Tablets were stored under nitrogen at ambient temperature. The sodium content was quantified in each tablet by ²³ Na NMR. The tablets were also submitted to powder X-ray diffraction analysis after compaction to ensure that either that no co-crystalline phase had formed (physical mix tablets) or the desired co-crystalline phase did not change during the processing (co-crystal tablets).

Example 11 - Sensory Evaluation The gustatory profiles of the (L-serine)2 · sodium chloride co-crystal and L-serine/NaCI physical mix were evaluated by 1 1 trained panellists.

Each of the panellists received a tray with two tablets presented on plastic plates coded with random 3-digit numbers. The tablets had to be crunched with the front teeth and kept in mouth to dissolve slowly (method 1 ). Alternatively, tablets could be crunched with the front teeth and chewed constantly in the mouth until complete dissolution occurred (method 2).

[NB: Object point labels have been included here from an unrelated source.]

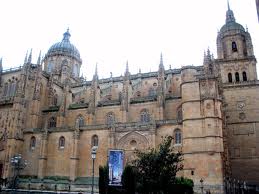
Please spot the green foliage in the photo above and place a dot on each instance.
(184, 181)
(57, 178)
(156, 169)
(103, 179)
(129, 180)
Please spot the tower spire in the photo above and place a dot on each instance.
(39, 58)
(230, 15)
(127, 67)
(30, 56)
(66, 36)
(1, 65)
(26, 57)
(161, 61)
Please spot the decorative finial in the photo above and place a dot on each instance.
(39, 58)
(127, 66)
(230, 15)
(208, 52)
(30, 57)
(96, 69)
(66, 36)
(1, 64)
(161, 59)
(25, 59)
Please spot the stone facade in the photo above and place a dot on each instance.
(53, 117)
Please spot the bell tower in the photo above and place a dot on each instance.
(236, 58)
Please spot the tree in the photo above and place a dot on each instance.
(129, 180)
(103, 179)
(156, 169)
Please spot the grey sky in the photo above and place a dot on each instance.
(110, 32)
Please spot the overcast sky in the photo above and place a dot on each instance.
(110, 32)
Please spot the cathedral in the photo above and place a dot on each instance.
(53, 117)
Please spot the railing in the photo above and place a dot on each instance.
(233, 186)
(12, 69)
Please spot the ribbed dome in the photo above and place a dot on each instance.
(231, 26)
(231, 22)
(64, 48)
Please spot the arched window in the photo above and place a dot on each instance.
(49, 67)
(234, 46)
(12, 88)
(237, 77)
(144, 116)
(244, 76)
(33, 143)
(94, 140)
(178, 136)
(52, 122)
(5, 90)
(210, 69)
(61, 142)
(55, 100)
(110, 118)
(230, 77)
(151, 92)
(75, 70)
(80, 121)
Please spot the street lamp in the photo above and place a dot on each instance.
(201, 181)
(18, 164)
(93, 154)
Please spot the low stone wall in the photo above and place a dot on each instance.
(83, 184)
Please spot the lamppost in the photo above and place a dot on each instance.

Afterwards the panellists were asked to rate the taste of the tablets in respect of the following 12 categories: upfront saltiness (1 ), overall saltiness (2), sweetness (3), sourness (4), umami (5), friable (6), melting (7), overall persistence (8), saltiness persistence (9), sweetness persistence (10), sourness persistence (1 1 ), and tingling (12). These ratings were combined to generate a comparative profile for (L-serine)2 · sodium chloride co-crystal tablets vs the L-serine/NaCI physical mix (Figure 2).

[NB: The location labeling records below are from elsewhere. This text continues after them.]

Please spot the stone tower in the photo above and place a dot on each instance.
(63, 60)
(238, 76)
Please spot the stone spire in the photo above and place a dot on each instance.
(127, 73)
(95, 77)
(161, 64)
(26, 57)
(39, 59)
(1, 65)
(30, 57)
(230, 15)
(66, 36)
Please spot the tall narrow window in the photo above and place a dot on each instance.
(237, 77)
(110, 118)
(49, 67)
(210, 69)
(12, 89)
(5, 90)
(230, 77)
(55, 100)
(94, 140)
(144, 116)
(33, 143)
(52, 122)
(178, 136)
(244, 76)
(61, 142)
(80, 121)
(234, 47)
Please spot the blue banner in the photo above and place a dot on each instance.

Surprisingly, the taste of the co-crystals was perceived as significantly more salty than the corresponding physical mix both during and after consumption. Indeed, the (L-serine)2 · sodium chloride co-crystals were superior for all three characteristics relating to salty taste, i.e. upfront saltiness (1 ), overall saltiness (8) and saltiness persistence (9). Thus, it has been clearly demonstrated that amino acid · sodium co-crystals comprising L-serine provide an enhanced salty taste. In summary, the present inventors have synthesised and characterised new co-crystalline forms of amino acids with sodium chloride. Surprisingly, these co-crystals exhibited similar dissolution behaviour to pure NaCI. Moreover, the rate of dissolution was significantly faster than that of a corresponding physical mix of amino acid and pure NaCI. It has also been demonstrated that the superior dissolution rate of (L-serine)2 · sodium chloride co-crystals results in an enhanced salty taste when consumed.

All publications mentioned in the above specification are herein incorporated by reference. Various modifications and variations of the described methods and system of the present invention will be apparent to those skilled in the art without departing from the scope and spirit of the present invention. Although the present invention has been described in connection with specific preferred embodiments, it should be understood that the invention as claimed should not be unduly limited to such specific embodiments. Indeed, various modifications of the described modes for carrying out the invention which are obvious to those skilled in chemistry, crystallography, food science or related fields are intended to be within the scope of the following claims.